Landslides are a significant threat to infrastructure in tropical regions like Indonesia, especially in projects that cross volcanic slopes. A significant case occurred on the Cisumdawu Toll Road Section 2, triggered by high rainfall and water-saturated young volcanic soil. Given the complexity of such failures, comprehensive investigations are crucial. This study aims to analyze the causes and mechanisms of landslides in the Ciherang Village, specifically at STA 19 KM 65 using a geoforensics approach. This approach involves field investigations to collect geotechnical and geophysical data such as boring logs, SPT, pressure meters, inclinometers, and geoelectric resistivity testing. These were used to reconstruct subsurface conditions before failure. Numerical modeling was then performed with variations in groundwater level (GWL) and K₀ to simulate slope stability and identify failure triggers. The results show that landslides was translational, occurring in the transition zone between sandy silt (tuff) and weathered tuff breccia layers at depths of 30–35 meters, where differences in permeability made the zone vulnerable. The decrease in GWL significantly improved slope stability, increasing the safety factor to 1.435, while K₀ variation had a lesser impact. A combination of bored piles, ground anchors, soil nailing, and slope regrading effectively stabilized the slopes. These findings contribute to a better understanding of the mechanisms and causes of landslides so that mitigation strategies can be more targeted to increase slope stability.

References

[1] S. L. Gariano and F. Guzzetti, “Landslides in a changing climate,” Earth-Science Rev., vol. 162, pp. 227–252, 2016, doi: 10.1016/j.earscirev.2016.08.011.

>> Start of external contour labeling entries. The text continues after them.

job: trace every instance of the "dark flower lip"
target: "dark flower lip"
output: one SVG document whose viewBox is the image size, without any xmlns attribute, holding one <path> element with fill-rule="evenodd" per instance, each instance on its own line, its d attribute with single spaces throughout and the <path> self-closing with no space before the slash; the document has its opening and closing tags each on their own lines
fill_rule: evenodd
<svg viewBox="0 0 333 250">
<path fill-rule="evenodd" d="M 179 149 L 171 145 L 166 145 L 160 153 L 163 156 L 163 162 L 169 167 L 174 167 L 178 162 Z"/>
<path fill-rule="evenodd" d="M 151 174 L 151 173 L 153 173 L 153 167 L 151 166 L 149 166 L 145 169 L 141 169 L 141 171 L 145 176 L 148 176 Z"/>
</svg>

[2] R. Pratama, “Kondisi Tanah Gembur Jadi Kendala Evakuasi Korban Longsor di Cangar-Pacet Mojokerto,” 2025. https://www.suarasurabaya.net/kelanakota/2025/kondisi-tanah-gembur-jadi-kendala-evakuasi-korban-longsor-di-cangar-pacet-mojokerto/

[3] Tempo.com, “5 Bencana Longsor di Berbagai Daerah di Indonesia pada Januari 2025,” 2025. https://www.tempo.co/politik/5-bencana-longsor-di-berbagai-daerah-di-indonesia-pada-januari-2025-1197448

[4] detik.com, “Detik-detik Kaki Korban Ditemukan Tertimbun Longsor Jalur Pacet-Cangar,” 2025. https://www.detik.com/jatim/berita/d-7853708/detik-detik-kaki-korban-ditemukan-tertimbun-longsor-jalur-pacet-cangar

[5] gridoto.com, “Hampir Rampung, Pengerjaan Tol Cisumdawu Seksi 2 Terkendala Masalah Ini,” 2022. https://otomotifnet.gridoto.com/read/233154679/hampir-rampung-pengerjaan-tol-cisumdawu-seksi-2-terkendala-masalah-ini

[6] A. Ajraoui et al., “Geotechnical Analysis and Stabilization of the Jebha Landslide: A Case Study from Morocco’s Mediterranean Ring Road,” Civ. Eng. Archit., vol. 13, no. 2, pp. 949–964, 2025, doi: 10.13189/cea.2025.130214.

[7] S. Das, S. Saraswat, B. K. Maheshwari, and R. S. Jakka, “Geotechnical Investigations for Land Subsidence in Joshimath, Uttarakhand,” Indian Geotech. J., no. 0123456789, 2025, doi: 10.1007/s40098-024-01153-8.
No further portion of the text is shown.